On parle des écarts… mais pas des bons
On vit dans une époque obsédée par l’égalité. Pas l’égalité devant la loi. Non. L’égalité de résultats.
On nous matraque avec les mêmes mots:
écart de richesse, écart salarial, écart de revenus.
Comme si les inégalités économiques étaient une injustice en soi.
Comme si tout le monde devait finir au même niveau, peu importe le chemin.
Mais il y a des écarts qu’on ne veut surtout pas aborder.
Des écarts plus dérangeants.
Des écarts qui forcent à regarder dans le miroir :
- L’écart de compétences.
- L’écart d’effort.
- L’écart de discipline.
- L’écart de courage.
On préfère pointer les riches, les patrons, « le système »… plutôt que de se demander pourquoi certains créent de la valeur… pendant que d’autres en consomment sans rien donner en retour.
Ce qu’on ne veut pas entendre
Tout le monde ne vaut pas la même chose sur le marché.
Pas parce qu’ils sont moins humains.
Mais parce qu’ils offrent moins.
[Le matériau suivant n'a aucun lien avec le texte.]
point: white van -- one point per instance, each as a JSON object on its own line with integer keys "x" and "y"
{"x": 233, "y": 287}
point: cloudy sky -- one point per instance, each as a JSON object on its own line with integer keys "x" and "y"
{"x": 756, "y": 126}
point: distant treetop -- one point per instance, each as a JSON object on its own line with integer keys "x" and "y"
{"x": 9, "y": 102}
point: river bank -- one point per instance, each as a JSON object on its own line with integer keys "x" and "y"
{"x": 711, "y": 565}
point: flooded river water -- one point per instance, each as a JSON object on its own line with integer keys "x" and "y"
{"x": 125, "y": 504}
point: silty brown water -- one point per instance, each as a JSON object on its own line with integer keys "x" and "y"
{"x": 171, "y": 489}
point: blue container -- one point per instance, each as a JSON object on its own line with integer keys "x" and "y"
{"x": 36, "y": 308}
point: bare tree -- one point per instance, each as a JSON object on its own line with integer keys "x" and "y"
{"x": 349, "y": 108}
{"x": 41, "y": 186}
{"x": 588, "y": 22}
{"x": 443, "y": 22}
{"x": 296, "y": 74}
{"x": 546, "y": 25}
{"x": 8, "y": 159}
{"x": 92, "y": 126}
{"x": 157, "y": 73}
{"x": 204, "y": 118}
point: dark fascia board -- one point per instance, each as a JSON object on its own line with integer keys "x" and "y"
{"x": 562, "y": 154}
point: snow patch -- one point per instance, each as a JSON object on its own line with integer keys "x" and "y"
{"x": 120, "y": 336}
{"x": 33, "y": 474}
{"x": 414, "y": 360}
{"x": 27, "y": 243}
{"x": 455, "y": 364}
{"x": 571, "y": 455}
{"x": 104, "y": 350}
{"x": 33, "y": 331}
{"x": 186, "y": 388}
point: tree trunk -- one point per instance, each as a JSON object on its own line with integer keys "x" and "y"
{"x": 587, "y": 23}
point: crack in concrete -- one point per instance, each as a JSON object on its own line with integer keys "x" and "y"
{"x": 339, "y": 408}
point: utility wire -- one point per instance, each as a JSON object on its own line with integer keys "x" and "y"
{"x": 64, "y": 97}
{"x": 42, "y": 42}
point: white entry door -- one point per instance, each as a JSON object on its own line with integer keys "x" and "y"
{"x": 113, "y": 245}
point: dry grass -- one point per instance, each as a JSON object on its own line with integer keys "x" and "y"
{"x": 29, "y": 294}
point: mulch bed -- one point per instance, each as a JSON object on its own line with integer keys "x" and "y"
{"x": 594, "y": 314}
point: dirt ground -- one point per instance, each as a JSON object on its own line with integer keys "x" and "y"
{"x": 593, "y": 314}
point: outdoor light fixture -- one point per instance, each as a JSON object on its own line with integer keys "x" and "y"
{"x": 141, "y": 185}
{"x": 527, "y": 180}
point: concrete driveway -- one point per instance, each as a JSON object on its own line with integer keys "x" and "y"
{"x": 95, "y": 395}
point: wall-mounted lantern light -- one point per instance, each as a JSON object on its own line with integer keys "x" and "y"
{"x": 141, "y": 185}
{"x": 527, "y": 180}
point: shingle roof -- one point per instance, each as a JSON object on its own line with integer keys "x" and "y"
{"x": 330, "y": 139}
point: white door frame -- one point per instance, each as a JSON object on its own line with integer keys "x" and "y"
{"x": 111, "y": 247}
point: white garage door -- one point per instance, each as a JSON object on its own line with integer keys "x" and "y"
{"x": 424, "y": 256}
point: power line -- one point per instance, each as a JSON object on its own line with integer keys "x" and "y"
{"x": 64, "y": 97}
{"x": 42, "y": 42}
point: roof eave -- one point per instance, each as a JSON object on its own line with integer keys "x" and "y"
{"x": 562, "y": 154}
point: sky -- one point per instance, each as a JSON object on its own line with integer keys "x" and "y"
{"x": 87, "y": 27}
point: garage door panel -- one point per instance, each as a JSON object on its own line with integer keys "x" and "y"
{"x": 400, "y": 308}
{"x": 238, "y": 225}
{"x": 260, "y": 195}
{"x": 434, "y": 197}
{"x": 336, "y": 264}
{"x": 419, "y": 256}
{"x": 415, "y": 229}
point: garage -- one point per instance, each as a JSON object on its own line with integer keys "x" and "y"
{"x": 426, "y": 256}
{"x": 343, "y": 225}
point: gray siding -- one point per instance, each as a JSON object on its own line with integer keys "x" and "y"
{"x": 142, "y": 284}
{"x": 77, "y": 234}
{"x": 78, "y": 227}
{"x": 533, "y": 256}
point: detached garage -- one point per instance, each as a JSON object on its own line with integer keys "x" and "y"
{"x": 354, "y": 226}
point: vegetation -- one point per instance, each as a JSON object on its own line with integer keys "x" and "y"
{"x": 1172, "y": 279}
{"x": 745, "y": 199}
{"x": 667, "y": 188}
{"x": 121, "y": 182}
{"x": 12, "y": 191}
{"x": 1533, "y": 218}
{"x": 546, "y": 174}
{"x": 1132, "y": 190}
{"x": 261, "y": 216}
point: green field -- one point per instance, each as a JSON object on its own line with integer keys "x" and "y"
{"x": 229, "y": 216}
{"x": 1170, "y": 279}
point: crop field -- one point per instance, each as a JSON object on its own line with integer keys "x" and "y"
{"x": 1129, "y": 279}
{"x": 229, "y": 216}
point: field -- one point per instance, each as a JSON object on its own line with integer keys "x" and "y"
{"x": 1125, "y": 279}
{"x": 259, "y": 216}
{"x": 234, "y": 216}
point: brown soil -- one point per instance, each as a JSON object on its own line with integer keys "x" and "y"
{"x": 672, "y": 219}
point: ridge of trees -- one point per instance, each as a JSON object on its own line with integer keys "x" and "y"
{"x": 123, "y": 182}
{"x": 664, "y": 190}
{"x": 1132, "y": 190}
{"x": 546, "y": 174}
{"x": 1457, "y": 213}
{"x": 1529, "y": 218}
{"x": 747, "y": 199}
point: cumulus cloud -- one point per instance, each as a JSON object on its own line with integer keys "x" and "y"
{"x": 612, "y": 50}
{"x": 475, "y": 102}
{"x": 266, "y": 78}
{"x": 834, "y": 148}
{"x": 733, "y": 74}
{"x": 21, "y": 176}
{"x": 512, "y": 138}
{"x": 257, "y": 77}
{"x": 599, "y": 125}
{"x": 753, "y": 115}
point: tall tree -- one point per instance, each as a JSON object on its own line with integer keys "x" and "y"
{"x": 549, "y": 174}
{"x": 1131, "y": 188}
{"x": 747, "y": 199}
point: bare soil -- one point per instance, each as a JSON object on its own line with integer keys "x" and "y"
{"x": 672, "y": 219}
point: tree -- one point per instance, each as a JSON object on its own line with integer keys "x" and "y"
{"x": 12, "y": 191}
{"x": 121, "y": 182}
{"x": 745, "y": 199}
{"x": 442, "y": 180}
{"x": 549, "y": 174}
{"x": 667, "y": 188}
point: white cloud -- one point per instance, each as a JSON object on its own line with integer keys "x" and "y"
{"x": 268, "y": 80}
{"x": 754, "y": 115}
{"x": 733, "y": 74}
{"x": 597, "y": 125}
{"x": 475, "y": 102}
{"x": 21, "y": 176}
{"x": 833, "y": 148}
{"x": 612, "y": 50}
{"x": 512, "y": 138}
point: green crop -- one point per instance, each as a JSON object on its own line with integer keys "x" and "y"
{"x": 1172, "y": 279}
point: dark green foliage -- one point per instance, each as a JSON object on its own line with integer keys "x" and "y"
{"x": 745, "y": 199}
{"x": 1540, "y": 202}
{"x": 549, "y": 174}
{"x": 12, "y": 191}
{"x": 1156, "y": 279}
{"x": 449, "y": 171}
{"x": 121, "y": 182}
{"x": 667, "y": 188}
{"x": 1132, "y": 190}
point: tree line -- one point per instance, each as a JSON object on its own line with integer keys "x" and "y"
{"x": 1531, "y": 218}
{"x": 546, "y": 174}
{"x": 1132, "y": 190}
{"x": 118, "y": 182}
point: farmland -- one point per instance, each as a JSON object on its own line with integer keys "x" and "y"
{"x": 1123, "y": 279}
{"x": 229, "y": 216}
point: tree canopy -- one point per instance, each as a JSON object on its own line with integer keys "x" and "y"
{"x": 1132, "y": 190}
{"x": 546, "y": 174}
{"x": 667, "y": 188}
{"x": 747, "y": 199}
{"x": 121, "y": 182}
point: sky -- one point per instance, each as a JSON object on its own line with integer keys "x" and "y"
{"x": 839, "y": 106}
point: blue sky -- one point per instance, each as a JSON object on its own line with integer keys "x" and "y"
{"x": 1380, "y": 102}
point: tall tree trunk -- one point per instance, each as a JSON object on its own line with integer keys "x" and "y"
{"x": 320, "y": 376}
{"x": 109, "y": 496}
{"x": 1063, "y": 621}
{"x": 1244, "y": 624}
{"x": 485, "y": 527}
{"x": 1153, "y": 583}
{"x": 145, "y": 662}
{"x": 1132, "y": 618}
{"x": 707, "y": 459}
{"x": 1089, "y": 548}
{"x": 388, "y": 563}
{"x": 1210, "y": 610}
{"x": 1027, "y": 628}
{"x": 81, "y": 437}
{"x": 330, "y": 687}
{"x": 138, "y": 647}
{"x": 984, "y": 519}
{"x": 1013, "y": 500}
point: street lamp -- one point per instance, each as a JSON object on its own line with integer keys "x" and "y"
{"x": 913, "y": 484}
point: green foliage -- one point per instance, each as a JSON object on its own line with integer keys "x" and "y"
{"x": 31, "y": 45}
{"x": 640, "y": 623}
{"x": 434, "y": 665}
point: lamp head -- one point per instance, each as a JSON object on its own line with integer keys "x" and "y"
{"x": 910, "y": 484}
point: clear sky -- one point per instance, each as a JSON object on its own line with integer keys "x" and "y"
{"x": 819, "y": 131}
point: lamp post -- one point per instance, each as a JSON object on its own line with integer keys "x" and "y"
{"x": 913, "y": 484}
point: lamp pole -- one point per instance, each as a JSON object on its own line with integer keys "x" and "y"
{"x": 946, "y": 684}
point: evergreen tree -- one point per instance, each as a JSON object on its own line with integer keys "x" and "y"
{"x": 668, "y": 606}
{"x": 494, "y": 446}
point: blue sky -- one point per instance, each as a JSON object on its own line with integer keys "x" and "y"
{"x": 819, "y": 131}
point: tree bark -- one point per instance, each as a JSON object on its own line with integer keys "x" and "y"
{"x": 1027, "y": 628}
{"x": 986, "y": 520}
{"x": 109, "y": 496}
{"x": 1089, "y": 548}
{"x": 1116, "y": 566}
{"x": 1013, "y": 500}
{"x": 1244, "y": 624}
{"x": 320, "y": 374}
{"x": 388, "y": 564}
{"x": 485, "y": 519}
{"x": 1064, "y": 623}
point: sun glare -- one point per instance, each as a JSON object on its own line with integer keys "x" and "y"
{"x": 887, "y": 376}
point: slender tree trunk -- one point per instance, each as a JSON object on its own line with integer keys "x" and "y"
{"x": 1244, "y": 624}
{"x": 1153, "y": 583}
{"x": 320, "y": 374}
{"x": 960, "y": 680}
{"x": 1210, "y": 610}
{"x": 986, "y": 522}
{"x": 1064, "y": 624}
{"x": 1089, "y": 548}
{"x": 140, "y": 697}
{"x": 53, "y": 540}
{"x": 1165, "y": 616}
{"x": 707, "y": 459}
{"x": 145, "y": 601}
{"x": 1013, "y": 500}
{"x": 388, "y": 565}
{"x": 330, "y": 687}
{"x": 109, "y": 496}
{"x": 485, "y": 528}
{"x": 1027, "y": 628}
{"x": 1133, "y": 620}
Moins de compétences. Moins de responsabilités. Moins de risques pris. Moins de résultats.
C’est brutal, oui. Mais c’est réel.
Un entrepreneur qui met tout ce qu’il a pour bâtir une entreprise, qui crée des emplois, qui résout des problèmes, n’est pas dans la même catégorie que quelqu’un qui fait le strict minimum, en attendant sa paie.
Et ce n’est pas une question de valeur morale. C’est une question de contribution.
La vérité, c’est que…
- Tout le monde a le droit de partir de zéro.
- Mais tout le monde n’a pas droit à la même destination.
- Parce que tout le monde ne fait pas le même chemin.
Il y en a qui passent leurs soirées sur Netflix.
D’autres apprennent à coder, à réparer, à investir, à bâtir.
Il y en a qui refusent tout effort.
D’autres qui tombent, se relèvent, recommencent.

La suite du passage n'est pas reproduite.